1.3. Nello stesso senso si è espressa Cass. 19/12/2018, n. 32838, che ha precisato che “Nel processo tributario, stante il carattere devolutivo pieno dell’appello volto ad ottenere il riesame della causa nel merito, l’onere di impugnazione specifica richiesto dal D.Lgs. n. 546 del 1992, art. 53, non impone all’appellante di porre nuovi argomenti giuridici a sostegno dell’impugnazione rispetto a quelli già respinti dal giudice di primo grado, specie ove le questioni che formano oggetto del giudizio siano di mero diritto”.

1.4. Escluso dunque che la riproposizione pedissequa delle doglianze già avanzate in primo grado costituisca, come invece ritenuto dalla CTR, una causa di inammissibilità dell’appello, tutto sta a verificare se l’appello esprimeva, nel caso in esame, effettive ragioni di dissenso rispetto alla decisione di primo grado.

1.5. Al quesito deve fornirsi risposta affermativa alla luce dell’esame del contenuto dell’atto di appello (riportato da pag. 6 a pag. 10 del ricorso per cassazione): così è per quanto concerne l’asserita violazione del D.P.R. n. 600 del 1973, art. 38, aspetto in relazione al quale l’appellante ha contrapposto, all’interpretazione resa dal primo giudice, il rilievo della non applicabilità della norma per le annualità 2006 e 2007; così è, ancora, per i richiami giurisprudenziali operati dal contribuente e condivisi dai giudici di prime cure, la cui pertinenza è stata oggetto di specifica contestazione da parte dell’appellante; incisive ragioni di dissenso sono state, poi, espresse dall’Ufficio rispetto alla decisione di primo grado, ponendo in evidenza l’avvenuto invio del questionario e la sufficienza dei documenti già acquisiti ai fini del controllo della posizione fiscale.
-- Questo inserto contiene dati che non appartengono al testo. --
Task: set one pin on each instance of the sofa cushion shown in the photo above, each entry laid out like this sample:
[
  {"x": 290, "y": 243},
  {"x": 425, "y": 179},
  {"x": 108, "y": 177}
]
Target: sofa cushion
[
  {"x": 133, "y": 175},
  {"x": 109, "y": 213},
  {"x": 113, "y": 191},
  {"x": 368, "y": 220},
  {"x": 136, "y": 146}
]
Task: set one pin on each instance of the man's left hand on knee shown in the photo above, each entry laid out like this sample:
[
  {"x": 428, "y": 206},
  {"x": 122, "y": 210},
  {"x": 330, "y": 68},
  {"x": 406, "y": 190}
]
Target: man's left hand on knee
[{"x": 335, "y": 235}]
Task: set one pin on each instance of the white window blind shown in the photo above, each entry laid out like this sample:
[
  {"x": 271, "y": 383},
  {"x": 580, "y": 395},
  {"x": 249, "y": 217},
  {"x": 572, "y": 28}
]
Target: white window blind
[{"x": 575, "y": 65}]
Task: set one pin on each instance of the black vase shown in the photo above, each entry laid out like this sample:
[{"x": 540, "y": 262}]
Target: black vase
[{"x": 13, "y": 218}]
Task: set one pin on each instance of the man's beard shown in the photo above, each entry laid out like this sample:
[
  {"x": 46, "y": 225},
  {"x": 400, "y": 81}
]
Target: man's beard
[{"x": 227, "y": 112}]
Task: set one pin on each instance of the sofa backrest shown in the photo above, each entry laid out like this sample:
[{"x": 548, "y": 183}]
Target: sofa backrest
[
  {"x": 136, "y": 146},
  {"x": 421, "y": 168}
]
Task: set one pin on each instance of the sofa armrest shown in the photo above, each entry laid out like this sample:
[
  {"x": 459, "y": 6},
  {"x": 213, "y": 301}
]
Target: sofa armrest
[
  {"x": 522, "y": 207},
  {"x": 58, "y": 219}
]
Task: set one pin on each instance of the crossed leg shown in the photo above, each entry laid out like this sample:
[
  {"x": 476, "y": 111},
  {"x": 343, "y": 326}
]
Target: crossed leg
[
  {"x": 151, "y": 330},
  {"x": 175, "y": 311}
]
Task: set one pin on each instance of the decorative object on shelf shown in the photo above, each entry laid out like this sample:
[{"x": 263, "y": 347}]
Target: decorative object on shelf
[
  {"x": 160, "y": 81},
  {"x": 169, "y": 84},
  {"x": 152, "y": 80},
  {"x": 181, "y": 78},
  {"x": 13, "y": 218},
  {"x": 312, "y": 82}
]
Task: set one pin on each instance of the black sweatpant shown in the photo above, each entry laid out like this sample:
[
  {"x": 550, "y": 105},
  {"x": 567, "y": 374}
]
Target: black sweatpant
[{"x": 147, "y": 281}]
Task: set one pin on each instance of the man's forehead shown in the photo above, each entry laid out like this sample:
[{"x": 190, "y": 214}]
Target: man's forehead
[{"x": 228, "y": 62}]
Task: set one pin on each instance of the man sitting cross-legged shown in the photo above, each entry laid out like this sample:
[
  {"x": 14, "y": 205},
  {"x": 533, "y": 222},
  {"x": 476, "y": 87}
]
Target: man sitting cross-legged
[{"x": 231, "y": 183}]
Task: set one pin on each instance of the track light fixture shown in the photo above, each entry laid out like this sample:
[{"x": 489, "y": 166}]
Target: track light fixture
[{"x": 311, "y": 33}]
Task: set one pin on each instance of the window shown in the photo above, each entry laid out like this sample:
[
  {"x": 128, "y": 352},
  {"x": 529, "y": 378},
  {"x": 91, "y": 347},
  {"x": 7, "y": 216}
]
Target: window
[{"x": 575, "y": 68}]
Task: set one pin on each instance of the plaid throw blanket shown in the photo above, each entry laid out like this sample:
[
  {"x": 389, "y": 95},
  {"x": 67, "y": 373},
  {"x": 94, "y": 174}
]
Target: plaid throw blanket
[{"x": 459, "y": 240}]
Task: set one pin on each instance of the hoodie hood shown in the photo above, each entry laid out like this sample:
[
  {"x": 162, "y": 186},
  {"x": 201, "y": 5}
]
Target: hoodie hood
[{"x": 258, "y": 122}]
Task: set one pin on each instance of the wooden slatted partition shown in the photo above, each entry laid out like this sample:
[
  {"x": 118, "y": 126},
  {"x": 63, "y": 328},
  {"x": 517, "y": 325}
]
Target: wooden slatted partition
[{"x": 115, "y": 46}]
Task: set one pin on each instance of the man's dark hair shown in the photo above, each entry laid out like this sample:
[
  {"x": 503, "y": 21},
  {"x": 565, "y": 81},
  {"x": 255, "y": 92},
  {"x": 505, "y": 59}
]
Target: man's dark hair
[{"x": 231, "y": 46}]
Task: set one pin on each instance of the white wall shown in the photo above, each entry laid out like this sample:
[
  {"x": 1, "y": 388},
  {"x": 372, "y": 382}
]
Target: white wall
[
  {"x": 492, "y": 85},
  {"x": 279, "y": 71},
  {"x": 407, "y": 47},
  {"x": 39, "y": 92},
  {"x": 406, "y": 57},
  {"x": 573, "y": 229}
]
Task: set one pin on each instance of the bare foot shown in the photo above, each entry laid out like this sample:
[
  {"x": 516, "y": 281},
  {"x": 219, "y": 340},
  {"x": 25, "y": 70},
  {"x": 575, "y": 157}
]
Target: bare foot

L’atto di appello proposto dall’Ufficio contrapponeva, dunque, specifici argomenti alle ragioni esposte dal primo giudice a fondamento della decisione, non presentando dunque il vizio ravvisato erroneamente dal giudice di appello.

2. Con il secondo motivo l’Ufficio si duole della violazione o falsa applicazione del D.P.R. n. 600 del 1973, art. 38, e del D.L. 31 maggio 2010, n. 78, art. 22 (conv. con modif. in L. 30 luglio 2010, n. 122), nonchè della falsa applicazione della L. 27 luglio 2000, n. 212, art. 6, comma 5, (in relazione all’art. 360 c.p.c., comma 1, n. 3), avendo errato la CTR nel ritenere applicabile la nuova versione dell’art. 38 cit., venendo in rilievo annualità (2006 e 2007) anteriori all’entrata in vigore del D.L. n. 78 del 2010.

2.1. Il motivo è inammissibile.

2.2. La motivazione della sentenza d’appello, infatti, evidenzia inequivocabilmente che la CTR ha ritenuto l’appello inammissibile in quanto privo dei motivi di impugnazione (“ovvero per difetto di specificità”), sicchè tale rilievo risulta preclusivo del successivo esame del merito della controversia, affrontato pertanto dal giudice a quo solo dopo aver esaurito la potestas decidendi sulla lite e, quindi, meramente ad abundantiam.

3. Le considerazioni che precedono impongono l’accoglimento del ricorso, sicchè la sentenza impugnata deve essere cassata con rinvio alla CTR della Lombardia che provvederà, in diversa composizione, anche per le spese relative al giudizio di legittimità.

PQM

dichiara inammissibile il secondo motivo, accoglie Il primo, cassa la sentenza impugnata in relazione al motivo accolto e rinvia alla Commissione tributaria regionale della Lombardia, in diversa composizione, anche per le spese del giudizio di legittimità.

Così deciso in Roma, nella Camera di consiglio, il 14 gennaio 2021.